Capítulo 1
—Sigue andando, Drummond. No pienses. Recoge la última caja y vete.
Lucy obedeció su propia orden, ignorando su cansancio y ansiedad; bajó por la escalera la última caja con sus pertenencias.
Pero en la puerta principal, una oleada de tristeza la embargó, haciéndola dudar. Fuera, aparcada bajo el sol de septiembre, había un auto caravana de unos cinco metros. Para la joven, sin embargo, eso era su futuro.
A sus espaldas se elevaba la mansión georgiana de doce habitaciones en la que había vivido toda su vida: su pasado. Un pasado al que no podía volver. Su garganta se tensó y estuvo a punto de echarse a llorar de nuevo.
Afortunadamente, la señora Pidgin eligió aquel momento para bajar por el pasillo desde la cocina. La pobre mujer estaba ya bastante alterada y no necesitaba ver derrumbarse también a Lucy, quién respiró hondo y le sonrió con esfuerzo.
El ama de llaves llevaba dos enormes bolsas de plástico en las manos.
— ¿Qué es todo esto? —preguntó la joven.
Ya habían llenado la furgoneta con comida suficiente para durarle todo el viaje desde Maine a Florida.
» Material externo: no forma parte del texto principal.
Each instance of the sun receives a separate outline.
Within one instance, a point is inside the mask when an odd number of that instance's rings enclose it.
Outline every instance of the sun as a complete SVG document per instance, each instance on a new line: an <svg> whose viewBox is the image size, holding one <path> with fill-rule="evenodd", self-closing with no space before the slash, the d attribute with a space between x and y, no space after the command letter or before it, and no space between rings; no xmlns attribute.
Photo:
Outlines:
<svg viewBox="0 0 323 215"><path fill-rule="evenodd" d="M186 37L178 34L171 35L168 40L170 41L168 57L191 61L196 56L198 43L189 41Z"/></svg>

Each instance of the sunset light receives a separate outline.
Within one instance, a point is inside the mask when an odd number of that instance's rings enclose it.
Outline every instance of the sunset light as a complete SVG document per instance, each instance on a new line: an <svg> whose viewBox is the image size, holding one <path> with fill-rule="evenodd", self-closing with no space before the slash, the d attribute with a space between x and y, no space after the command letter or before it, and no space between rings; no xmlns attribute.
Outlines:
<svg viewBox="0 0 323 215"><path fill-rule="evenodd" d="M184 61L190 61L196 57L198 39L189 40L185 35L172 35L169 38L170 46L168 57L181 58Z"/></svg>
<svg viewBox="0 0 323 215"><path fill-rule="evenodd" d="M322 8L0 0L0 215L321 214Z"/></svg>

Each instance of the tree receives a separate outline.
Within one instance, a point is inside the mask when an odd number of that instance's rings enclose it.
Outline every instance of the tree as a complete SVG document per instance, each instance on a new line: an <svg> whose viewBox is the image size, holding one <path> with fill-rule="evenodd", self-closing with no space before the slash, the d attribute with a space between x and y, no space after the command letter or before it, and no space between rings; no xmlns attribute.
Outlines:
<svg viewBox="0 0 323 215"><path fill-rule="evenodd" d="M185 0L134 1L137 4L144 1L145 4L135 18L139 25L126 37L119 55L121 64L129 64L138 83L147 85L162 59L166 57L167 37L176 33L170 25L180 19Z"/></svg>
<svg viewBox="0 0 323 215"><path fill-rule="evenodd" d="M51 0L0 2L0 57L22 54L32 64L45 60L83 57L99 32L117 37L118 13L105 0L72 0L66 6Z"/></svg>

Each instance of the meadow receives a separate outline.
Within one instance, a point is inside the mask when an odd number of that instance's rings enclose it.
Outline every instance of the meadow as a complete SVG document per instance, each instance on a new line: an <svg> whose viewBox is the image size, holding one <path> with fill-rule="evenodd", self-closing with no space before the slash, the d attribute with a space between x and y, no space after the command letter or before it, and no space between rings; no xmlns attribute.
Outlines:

—Sólo algunas cosas más. Nunca se sabe.
Lucy reprimió una sonrisa. La señora Pidgin la trataba como si se dispusiera a realizar un viaje de meses en lugar de uno de tres días.
—Gracias, pero me gustaría que dejara de preocuparse. Estaré bien.
—Claro que sí. Por supuesto.
Las dos miraron el suelo del vestíbulo, incapaces de aguantarse la mirada; luego se dirigieron a la caravana.
En el interior del vehículo, Lucy se abrió paso a través de la cocina y cruzó el corto pasillo con el baño a un lado y los armarios al otro, hasta llegar al dormitorio y con un suspiro de alivio, dejó la caja que llevaba en una de las dos camas gemelas, cargada ya con sus pertenencias.
El auto caravana disponía de bastantes compartimientos para almacenar cosas, pero, en sus prisas, no había guardado las cosas con tanta eficiencia como habría sido posible. Tendría que hacerlo más adelante, cuando tuviera tiempo. En aquel momento, se sentía impulsada a darse prisa. Charles había ido al banco aquella mañana sin decir si pensaba volver a despedirla o no, pero la joven ya no se fiaba de él. Sobre todo, no confiaba en que no le contara nada a Roger.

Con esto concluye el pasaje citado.